= Mary C. Lawton =

U.S. public official notable for legal opinion on presidential self-pardon power

Mary Catherine Lawton (c. 1935 - October 1993) was an American government attorney who served in the United States Department of Justice (DOJ) for over thirty years. A specialist in administrative law and intelligence policy, Lawton is known for authoring the 1974 Office of Legal Counsel memorandum concluding that a U.S. president cannot pardon himself.

She later served as the DOJ's Counsel for Intelligence Policy, where she managed the implementation of the Foreign Intelligence Surveillance Act (FISA).

== Early life and education ==
Lawton attended the Georgetown University Law Center, graduating first in her class. During her legal studies, she was a member of the Board of Editors for the Georgetown Law Journal.

== Career ==
Lawton began her government service in the Office of Legal Counsel (OLC) at the Department of Justice. She eventually advanced to the position of deputy assistant attorney general within that office.

In 1974, amid the Watergate scandal and the potential resignation of Richard Nixon, Lawton drafted a memorandum addressing the constitutional scope of the presidential pardon power. Writing as the acting assistant attorney general for the OLC on August 5, 1974, she argued that a self-pardon would violate the legal principle that "no one may be a judge in his own case".

The memorandum advised that if a president required a pardon, the constitutional mechanism would involve temporarily declaring an inability to perform presidential duties under the 25th Amendment, transferring power to the vice president, who would then possess the authority to grant a pardon. Lawton's opinion remains the standing Department of Justice precedent on the matter.

Following her tenure at the OLC, Lawton worked as General Counsel for the Corporation for Public Broadcasting and as an administrative law officer in the White House. She subsequently returned to the DOJ to head the Office of Intelligence Policy and Review (OIPR).

In her capacity as Counsel for Intelligence Policy, Lawton oversaw the departmental execution of the Foreign Intelligence Surveillance Act and the creation of the United States Foreign Intelligence Surveillance Court. She regularly testified before the House and Senate Intelligence Committees regarding the legal boundaries of wiretapping and counterintelligence surveillance. The New York Times obituary noted her role in defining U.S. intelligence policy during the Cold War.

== Death ==
Lawton died of a pulmonary embolism in October 1993 at age 58.

== Awards in her honor ==

The American Bar Association (ABA) Section of Administrative Law and Regulatory Practice established the Mary C. Lawton Award for Outstanding Government Service in her honor.
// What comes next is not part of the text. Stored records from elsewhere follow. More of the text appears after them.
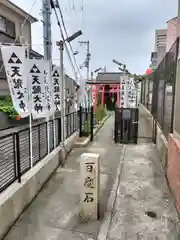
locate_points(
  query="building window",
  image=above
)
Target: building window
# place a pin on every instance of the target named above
(7, 26)
(2, 24)
(10, 28)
Presented annually since 1989, it recognizes government attorneys for contributions to administrative law. Lawton had previously served on the Section's Council and as Chair of its Judicial Review Committee.

Additionally, the Department of Justice grants the Mary C. Lawton Lifetime Service Award. This honor recognizes career employees who have served for at least 20 years and have demonstrated high standards of excellence.